Outra dura realidade é que o valor pago pelos
anunciantes na internet é muito baixo, não garantindo a subsistência de
projetos de jornalismo. A esse cenário juntaram-se as grandes empresas
que atuam com base em algoritmos, que tem acesso a grandes públicos, como o
Google, Facebook, grandes portais e outros, que podem oferecer um recorte de
consumidores com muita especificidade. Apesar do jornalismo, principalmente o
jornalismo segmentado poder oferecer um recorte de público, jamais conseguirá
concorrer em volume de acessos com os grandes portais.
Neste cenário é importante refletir nobre o papel e
a importância do jornalismo para as sociedades democráticas. Não há
democracia sem imprensa livre, esse é um dos grandes valores do exercício do
jornalismo. Assim como outras profissões garantem direitos, o jornalismo
assegura o direito da sociedade à informação.
No caso de mídias segmentadas, há dois cenários
distintos: o primeiro é de mídias setoriais, que representam os interesses de
uma categoria empresarial ou econômica. Essas normalmente são mantidas por empresas
do setor que representam. No segundo cenário, há meios que representa causas ou
temas de maior subjetividade, tais como: educação, ciência, saúde, meio
ambiente ou sustentabilidade. Estes são assuntos de extrema relevância para a
sociedade, mas que não representam diretamente interesses de empresas, a não
ser no caso de alianças de marca, para ganhos de reputação.
Tempos atrás ouvi de um colega jornalista uma
excelente definição sobre o jornalismo. Ele disse: “Existem apenas dois tipos
de jornalismo, aquele que trabalha com o que o público quer saber e aquele que
trabalha com o que o público precisa saber”. Esta definição separa o jornalismo
em dois campos, sem nenhum juízo de valor ou demérito. No entanto, o jornalismo
necessário, aquele que define valores para a democracia e para o
desenvolvimento do processo civilizatório, esse encontra muita dificuldade em
se financiar.
Durante muito tempo as empresas e organizações que
publicam esse jornalismo de causas buscou financiar suas atividades a partir da
lógica tradicional da publicidade. Não está dando certo. Muitas publicações
estão fechando ou reduzindo suas atividades por conta da falta de recursos. O
modelo de publicidade não funciona mais nem com os grandes meios. É preciso
desenvolver uma nova lógica de apoio ao jornalismo, a causa a ser patrocinada
não é mais o tema, mas o próprio exercício do jornalismo.

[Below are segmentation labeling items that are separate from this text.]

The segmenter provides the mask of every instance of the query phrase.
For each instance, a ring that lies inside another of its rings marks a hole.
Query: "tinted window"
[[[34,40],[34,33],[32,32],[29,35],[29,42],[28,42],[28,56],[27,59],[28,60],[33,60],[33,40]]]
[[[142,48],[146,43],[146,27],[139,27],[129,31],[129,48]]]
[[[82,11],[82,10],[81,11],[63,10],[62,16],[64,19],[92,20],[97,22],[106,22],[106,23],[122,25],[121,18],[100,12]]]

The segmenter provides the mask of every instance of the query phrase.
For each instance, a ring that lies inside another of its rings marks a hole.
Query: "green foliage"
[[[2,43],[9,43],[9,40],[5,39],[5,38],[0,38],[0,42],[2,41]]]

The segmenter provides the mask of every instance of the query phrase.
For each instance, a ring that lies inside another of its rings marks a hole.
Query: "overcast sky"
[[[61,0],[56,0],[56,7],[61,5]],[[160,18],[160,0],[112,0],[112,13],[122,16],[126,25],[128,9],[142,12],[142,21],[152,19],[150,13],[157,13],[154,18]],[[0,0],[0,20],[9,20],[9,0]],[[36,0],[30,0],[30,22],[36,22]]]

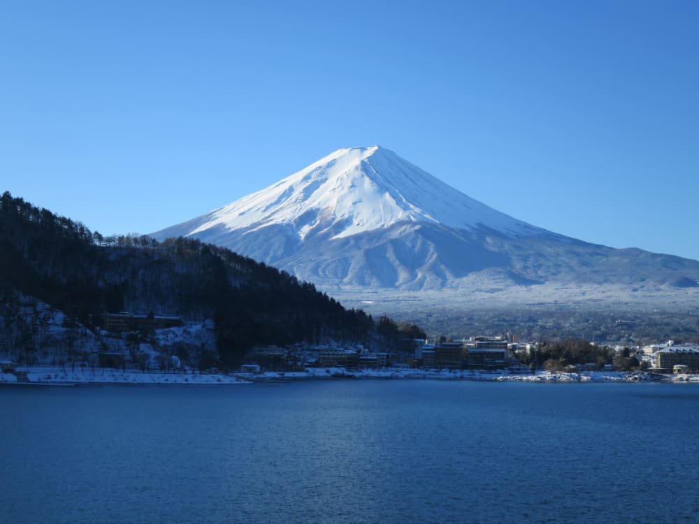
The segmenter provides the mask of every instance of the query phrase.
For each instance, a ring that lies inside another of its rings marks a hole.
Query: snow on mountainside
[[[377,146],[338,150],[154,236],[194,236],[229,247],[335,296],[343,287],[472,293],[544,284],[568,296],[591,285],[636,293],[650,285],[691,289],[699,281],[696,261],[535,227]]]
[[[541,231],[378,146],[338,150],[266,189],[171,229],[196,236],[212,228],[254,231],[277,225],[290,228],[303,241],[322,233],[343,238],[404,221],[485,226],[514,235]]]

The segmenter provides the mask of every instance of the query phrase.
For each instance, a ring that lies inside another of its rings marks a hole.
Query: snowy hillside
[[[542,231],[372,146],[338,150],[269,187],[155,236],[199,236],[222,226],[251,231],[281,226],[303,241],[323,233],[343,238],[405,221],[484,226],[514,235]]]
[[[537,228],[377,146],[338,150],[154,236],[229,247],[333,293],[338,286],[471,292],[547,283],[638,289],[699,280],[696,261]]]

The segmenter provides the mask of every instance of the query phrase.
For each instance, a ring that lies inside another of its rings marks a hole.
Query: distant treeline
[[[225,248],[182,238],[105,238],[5,192],[0,298],[9,304],[17,292],[90,328],[99,326],[101,313],[124,310],[212,318],[224,366],[261,344],[331,337],[400,349],[425,336],[415,325],[387,317],[375,322],[361,310],[346,310],[312,284]]]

Uma sociedade complexa como a brasileira não pode
prescindir de jornalismo e da cobertura dos mais diversos temas de interesse
social e ambiental. Na busca por apoio as organizações e empresas que publicam
mídias socioambientais e científicas devem mobilizar esforços para mostrar aos
financiadores a necessidade de ter o jornalismo como uma causa relevante para a
sociedade, e não apenas seus temas de interesse.

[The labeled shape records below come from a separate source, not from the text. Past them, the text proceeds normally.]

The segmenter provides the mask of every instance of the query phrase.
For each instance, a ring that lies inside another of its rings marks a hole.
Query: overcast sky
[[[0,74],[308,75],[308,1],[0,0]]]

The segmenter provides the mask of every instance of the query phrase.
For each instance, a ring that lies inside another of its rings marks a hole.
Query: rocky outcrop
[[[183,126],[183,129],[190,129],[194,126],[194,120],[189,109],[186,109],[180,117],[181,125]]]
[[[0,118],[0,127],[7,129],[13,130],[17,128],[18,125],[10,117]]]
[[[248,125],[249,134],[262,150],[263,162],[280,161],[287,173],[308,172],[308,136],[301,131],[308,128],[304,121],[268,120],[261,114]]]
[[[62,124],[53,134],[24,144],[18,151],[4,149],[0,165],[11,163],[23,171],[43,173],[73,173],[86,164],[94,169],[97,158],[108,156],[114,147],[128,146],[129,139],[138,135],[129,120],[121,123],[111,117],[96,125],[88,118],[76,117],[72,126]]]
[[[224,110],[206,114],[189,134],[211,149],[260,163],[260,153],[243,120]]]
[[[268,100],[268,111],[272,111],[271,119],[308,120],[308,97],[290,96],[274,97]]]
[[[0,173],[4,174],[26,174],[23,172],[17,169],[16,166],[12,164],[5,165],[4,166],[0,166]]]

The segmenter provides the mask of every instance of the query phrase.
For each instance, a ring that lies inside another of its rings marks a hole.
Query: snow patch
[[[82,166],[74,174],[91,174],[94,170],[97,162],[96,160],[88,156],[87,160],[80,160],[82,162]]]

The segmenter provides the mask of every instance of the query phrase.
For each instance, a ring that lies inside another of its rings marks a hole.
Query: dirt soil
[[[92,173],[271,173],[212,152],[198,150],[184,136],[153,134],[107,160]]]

Publicações dos mais diversos matizes temáticos
carecem de apoio. No caso específico das mídias socioambientais, desde o início
de 2015 a crise de financiamento já vitimou diversas. Grandes eventos como a
Copa do Mundo e Olimpíada são verdadeiros sorvedouros de recursos publicitários
de empresas, não restando muito para distribuir a outros temas.
A retomada da economia, a implementação de metas
como os Objetivos de Desenvolvimento Sustentável, a aplicação das metas
definidas pelo Acordo de Paris, a melhoria da educação e o apoio informativo ao
desenvolvimento humano não podem prescindir de meios capazes de debater,
analisar e informar com profundidade cada um dos temas de relevância. Portanto,
é necessário nos meios empresariais, principalmente aqueles que apoiam os
conceitos de sustentabilidade e protagonismo civilizatório, uma reflexão sobre
seu papel no financiamento aos processos sociais de informação. Uma avaliação
sobre o tipo de jornalismo que financiam para a sociedade.
* Dal Marcondes é jornalista, passou
por diversas redações como repórter e editor de economia e desde 1995 dirige o
Portal Envolverde, publicação dedicada ao Jornalismo & Sustentabilidade.